Sarah whirled on him. ‘How can you say such a thing?’
‘We don’t want to be involved,’ Jik said.
I grinned. Sarah heard the sardonic echo of what she’d said so passionately herself only three days ago. She flung out her arms in exasperated realisation.
‘You absolutely bloody beast,’ she said.
Jik smiled like a cream-fed cat. ‘We went round to the gallery,’ he said. ‘It’s still shut. We also found our way round into the back garden, and looked in through the glass door, and you can guess what we saw.’
‘Nothing.’
‘Dead right. No easel with imitation Millais. Everything dodgy carefully hidden out of sight. Everything else, respectable and normal.’
I shifted a bit to relieve one lot of aches, and set up protests from another. ‘Even if you’d got in, I doubt if you’d’ve found anything dodgy. I’ll bet everything the least bit incriminating disappeared yesterday afternoon.’
Jik nodded. ‘Sure to.’
Sarah said, ‘We asked the girl in the reception desk at the motel if anyone had been asking for us.’
‘And they had?’
She nodded. ‘A man telephoned. She thought it was soon after ten o’ clock. He asked if a Mr Charles Todd was staying there with two friends, and when she said yes, he asked for your room number. He said he had something to deliver to you.’
‘Christ.’ Some delivery. Express. Downwards.
‘She told him the room number but said if he left the package at the desk, she would see you got it.’
‘He must have laughed.’
‘He wouldn’t have that much sense of humour,’ Jik said.
‘Soon after ten?’ said, considering.
‘While we were out,’ Sarah said, nodding. ‘It must have been fairly soon after we’d left the gallery... and while we were buying the swimming things.’
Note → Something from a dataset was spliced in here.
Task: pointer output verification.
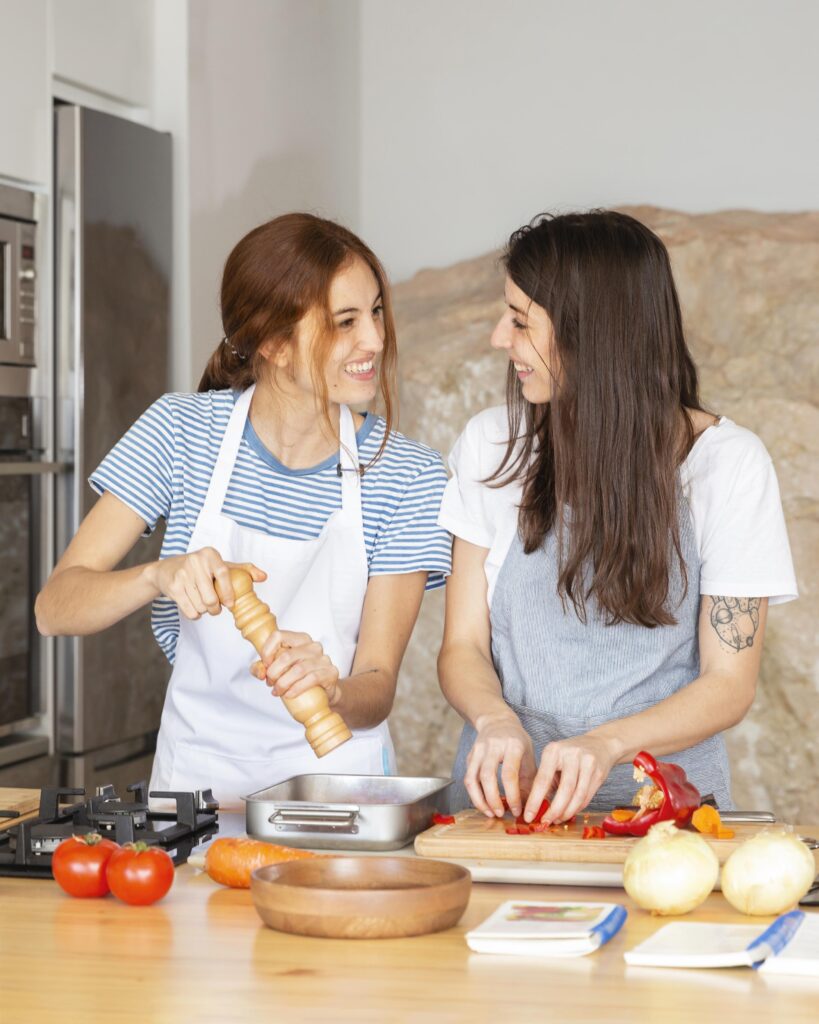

‘Why didn’t the girl tell us someone had been enquiring for us?’
‘She went off for a coffee break, and didn’t see us when we came back. And after that, she forgot. She hadn’t anyway thought it of any importance.’
‘There aren’t all that many motels in Alice,’ Jik said. ‘It wouldn’t have taken long to find us, once they knew we were in the town. I suppose the Melbourne lot telephoned Renbo, and that set the bomb ticking.’
‘They must have been apoplectic when they heard you’d bought that picture.’
‘I wish I’d hidden it,’ I said. The words reminded me briefly of Maisie, who had hidden her picture, and had her house burnt.
Sarah sighed. ‘Well... what are we going to do?’
‘Last chance to go home,’ I said.
‘Are you going?’ she demanded.
I listened briefly to the fierce plea from my battered shell, and I thought too of Donald in his cold house. I didn’t actually answer her at all.
She listened to my silence. ‘Quite,’ she said. ‘So what do we do next?’
‘Well...’ I said. ‘First of all, tell the girl in the reception desk at the motel that I’m in a pretty poor state and likely to be in hospital for at least a week.’